Intellectual property issues are important because the transfer of patented technology is specifically envisaged. Article 16(2) provides that access and transfer ‘shall be provided on terms which recognize and are consistent with the adequate and effective protection of intellectual property rights’, while Article 16(5) calls for the parties to cooperate to ensure that intellectual-property rights ‘are supportive of and do not run counter to’ the objectives of the Convention. It appears to be an attempt to satisfy both sides; intellectual property rights are to be respected but only insofar as they assist rather than hinder implementation of the Convention.
However, behind these references there remain unresolved questions about the scope of intellectual property rights and whether they benefit the providers of genetic resources or only those who make use of them. Natural genetic resources, or genetically altered organisms which result from experimentation, are not necessarily always patentable or a source of legally protectable rights. Discovery of a new species of fish for example, could not be patented; like most natural resources it is simply a commodity which can be bought and sold by anyone. Patentable rights may arise either in respect of a new process for isolating and developing substances, or for new uses for existing substances or possibly in respect of a substance which had no previous known existence. The extent to which these principles enable the products of biotechnology to be protected will vary, and remains controversial in national patent systems. It is, for example, still uncertain whether genetically altered organisms can be patented as such, or how far patent law will always protect new uses for existing substances
- For the first time in a global treaty, a financial mechanism (global environment facility-GEF) was established to provide financial resource to developing countries to facilitate performance of their environmental obligations. Article 20(2) lays down a clear obligation on the parties, not just an ‘undertaking’, to provide ‘new and additional financial resources to enable developing state parties to meet the agreed full incremental costs to them of the implementing measures which fulfill the obligations of this Convention’.

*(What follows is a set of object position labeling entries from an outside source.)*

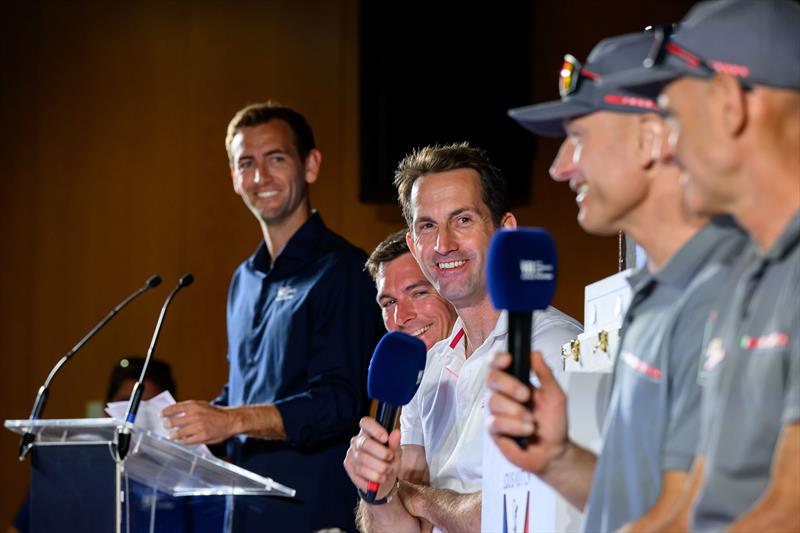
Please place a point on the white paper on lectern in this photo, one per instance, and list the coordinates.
(149, 417)
(516, 501)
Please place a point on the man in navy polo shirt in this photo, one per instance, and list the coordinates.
(302, 324)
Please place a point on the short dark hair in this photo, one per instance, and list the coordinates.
(389, 249)
(255, 114)
(130, 367)
(437, 158)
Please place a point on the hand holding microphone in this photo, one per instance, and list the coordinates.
(395, 372)
(521, 278)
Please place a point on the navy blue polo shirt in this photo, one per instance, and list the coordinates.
(301, 330)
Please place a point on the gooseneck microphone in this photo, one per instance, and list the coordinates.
(521, 278)
(395, 372)
(41, 397)
(124, 435)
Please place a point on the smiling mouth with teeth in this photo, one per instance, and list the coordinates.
(582, 191)
(451, 264)
(421, 330)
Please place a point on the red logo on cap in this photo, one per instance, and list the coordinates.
(740, 71)
(632, 101)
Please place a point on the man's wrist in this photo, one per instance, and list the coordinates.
(379, 501)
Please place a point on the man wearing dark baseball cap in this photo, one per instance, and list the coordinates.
(616, 159)
(731, 77)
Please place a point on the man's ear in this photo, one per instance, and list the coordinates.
(410, 244)
(653, 146)
(730, 102)
(236, 180)
(509, 221)
(312, 164)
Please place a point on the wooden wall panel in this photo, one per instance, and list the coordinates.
(113, 168)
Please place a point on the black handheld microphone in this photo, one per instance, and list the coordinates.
(124, 435)
(41, 397)
(521, 278)
(395, 372)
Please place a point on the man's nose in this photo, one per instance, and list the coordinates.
(403, 313)
(563, 166)
(445, 240)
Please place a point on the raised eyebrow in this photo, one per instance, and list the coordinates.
(424, 219)
(416, 285)
(461, 211)
(383, 296)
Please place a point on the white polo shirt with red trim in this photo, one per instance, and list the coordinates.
(446, 416)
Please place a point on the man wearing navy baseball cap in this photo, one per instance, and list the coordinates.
(616, 158)
(731, 86)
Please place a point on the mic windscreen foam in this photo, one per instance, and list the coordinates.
(396, 368)
(521, 269)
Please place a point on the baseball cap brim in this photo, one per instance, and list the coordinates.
(649, 81)
(548, 118)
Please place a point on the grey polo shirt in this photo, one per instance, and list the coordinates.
(652, 423)
(751, 371)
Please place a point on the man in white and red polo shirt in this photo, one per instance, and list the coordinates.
(453, 200)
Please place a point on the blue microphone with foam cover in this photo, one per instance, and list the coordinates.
(395, 372)
(521, 277)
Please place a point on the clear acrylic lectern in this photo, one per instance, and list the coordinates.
(78, 485)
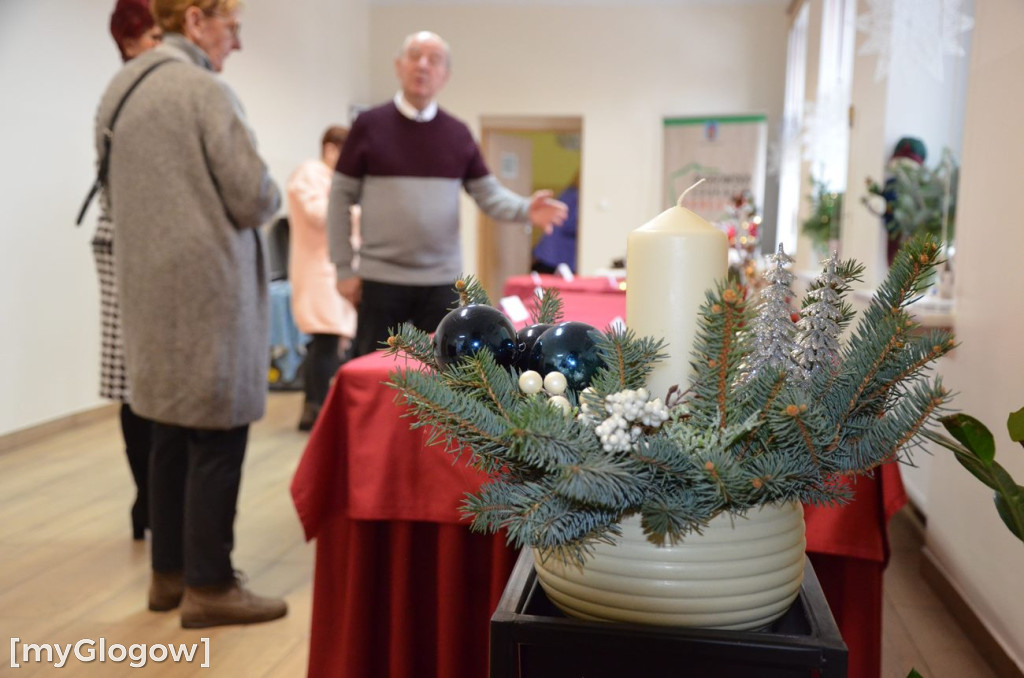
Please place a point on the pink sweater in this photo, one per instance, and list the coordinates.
(315, 303)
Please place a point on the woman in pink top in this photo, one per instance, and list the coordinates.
(318, 309)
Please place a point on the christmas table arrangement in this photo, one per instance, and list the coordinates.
(675, 497)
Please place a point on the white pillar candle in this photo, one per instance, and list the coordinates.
(671, 261)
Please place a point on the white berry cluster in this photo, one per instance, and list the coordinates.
(554, 384)
(628, 412)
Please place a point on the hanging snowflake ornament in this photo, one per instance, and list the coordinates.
(918, 32)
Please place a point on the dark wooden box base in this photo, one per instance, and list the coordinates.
(530, 638)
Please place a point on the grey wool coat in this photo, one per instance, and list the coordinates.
(187, 193)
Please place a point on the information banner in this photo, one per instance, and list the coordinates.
(728, 152)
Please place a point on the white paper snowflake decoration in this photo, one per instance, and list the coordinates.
(919, 32)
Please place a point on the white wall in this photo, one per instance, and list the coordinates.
(621, 69)
(987, 369)
(301, 66)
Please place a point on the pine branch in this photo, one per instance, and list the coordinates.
(410, 341)
(471, 291)
(627, 361)
(547, 308)
(719, 350)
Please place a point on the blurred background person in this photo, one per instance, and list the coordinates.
(320, 311)
(134, 32)
(187, 193)
(559, 245)
(404, 163)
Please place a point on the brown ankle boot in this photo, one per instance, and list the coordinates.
(225, 604)
(166, 590)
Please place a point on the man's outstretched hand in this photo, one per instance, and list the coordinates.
(545, 211)
(351, 289)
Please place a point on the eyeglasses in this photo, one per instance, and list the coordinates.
(233, 25)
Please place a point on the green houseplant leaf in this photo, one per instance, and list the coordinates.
(972, 434)
(1011, 507)
(1015, 424)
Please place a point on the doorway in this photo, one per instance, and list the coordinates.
(526, 154)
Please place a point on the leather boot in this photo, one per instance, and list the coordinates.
(226, 604)
(166, 590)
(309, 413)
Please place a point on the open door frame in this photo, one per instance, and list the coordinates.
(485, 240)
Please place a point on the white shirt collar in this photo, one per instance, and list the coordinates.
(411, 112)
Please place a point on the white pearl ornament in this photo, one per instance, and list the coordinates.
(555, 383)
(530, 382)
(560, 401)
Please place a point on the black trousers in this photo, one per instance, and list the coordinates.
(322, 362)
(136, 432)
(194, 490)
(385, 306)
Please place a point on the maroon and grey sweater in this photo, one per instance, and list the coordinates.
(406, 175)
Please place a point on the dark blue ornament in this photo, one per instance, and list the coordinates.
(526, 338)
(469, 329)
(569, 348)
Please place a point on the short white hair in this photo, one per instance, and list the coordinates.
(420, 36)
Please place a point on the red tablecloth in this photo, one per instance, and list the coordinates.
(402, 589)
(523, 286)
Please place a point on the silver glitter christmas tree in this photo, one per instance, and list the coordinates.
(773, 328)
(820, 323)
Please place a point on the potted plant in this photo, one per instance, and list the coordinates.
(775, 413)
(826, 211)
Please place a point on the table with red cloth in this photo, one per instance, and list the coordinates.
(402, 588)
(524, 286)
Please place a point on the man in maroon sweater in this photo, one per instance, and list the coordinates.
(404, 163)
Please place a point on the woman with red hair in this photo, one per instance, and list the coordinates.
(134, 32)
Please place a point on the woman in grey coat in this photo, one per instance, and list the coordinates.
(187, 192)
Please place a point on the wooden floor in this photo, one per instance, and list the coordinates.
(69, 569)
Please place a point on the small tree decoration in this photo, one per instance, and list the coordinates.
(824, 316)
(735, 439)
(774, 341)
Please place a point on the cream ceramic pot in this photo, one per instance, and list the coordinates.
(741, 573)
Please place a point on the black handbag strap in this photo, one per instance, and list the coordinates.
(104, 158)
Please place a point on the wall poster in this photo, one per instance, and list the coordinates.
(728, 152)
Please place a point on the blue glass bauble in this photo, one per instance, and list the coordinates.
(569, 348)
(469, 329)
(526, 338)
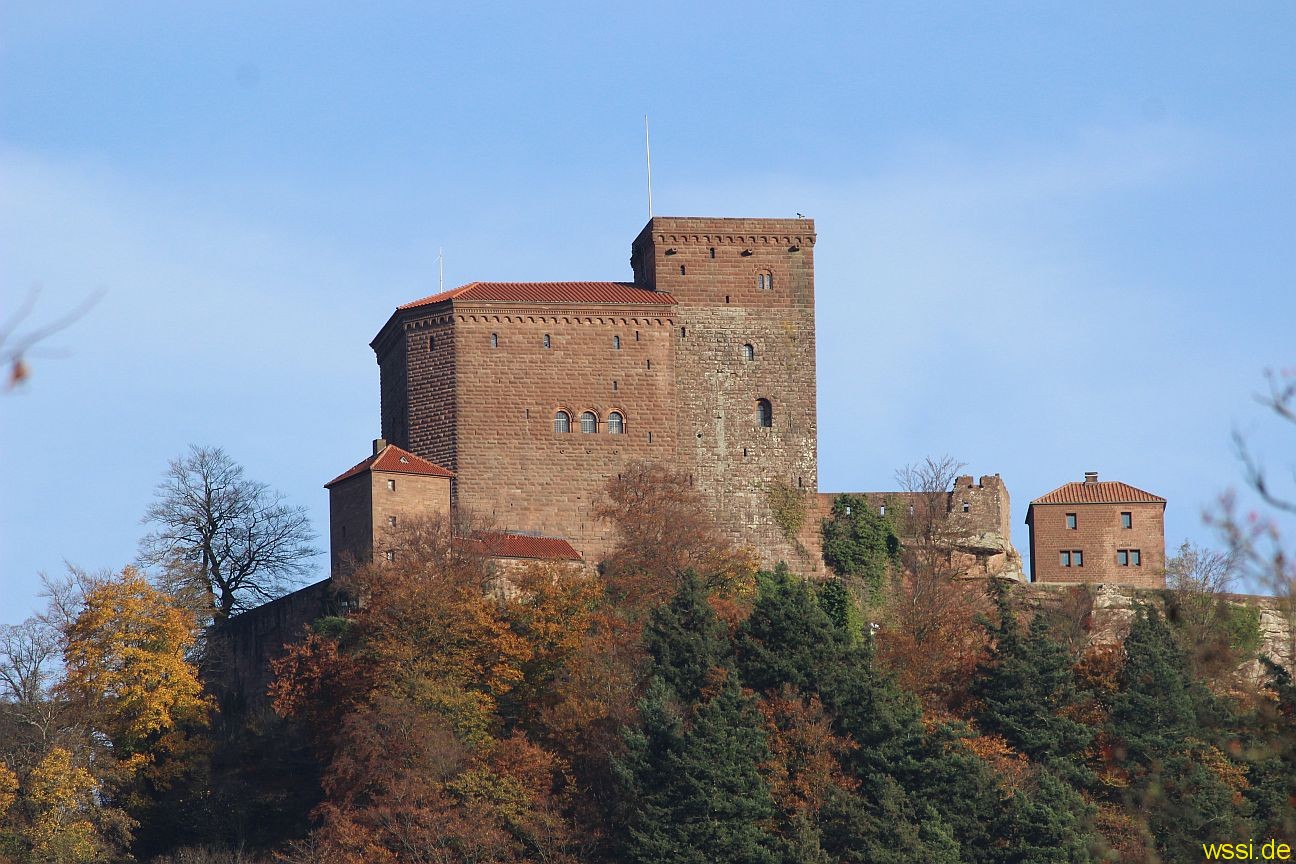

Under Article 20(4) which determines that ‘the extent to which developing country parties will effectively implement their commitments under this Convention will depend on the effective implementation by developed country parties of their commitments under this Convention related to financial resources and transfer of technology’. The close linkage of performance to ‘conservation obligations with provision of funding’ is apparent but developing states use of any funds provided is, under Article 21(2), subject to monitoring and evaluation on a regular basis; both the COP and the funding mechanism (GEF) play a role in this since the latter has to ensure that measures for which funding is sought conform to policies, strategies, and priorities determined by the former. In effect this modifies Article 3, since developing states are thus only free to decide their own environmental polices if they do not apply for funding.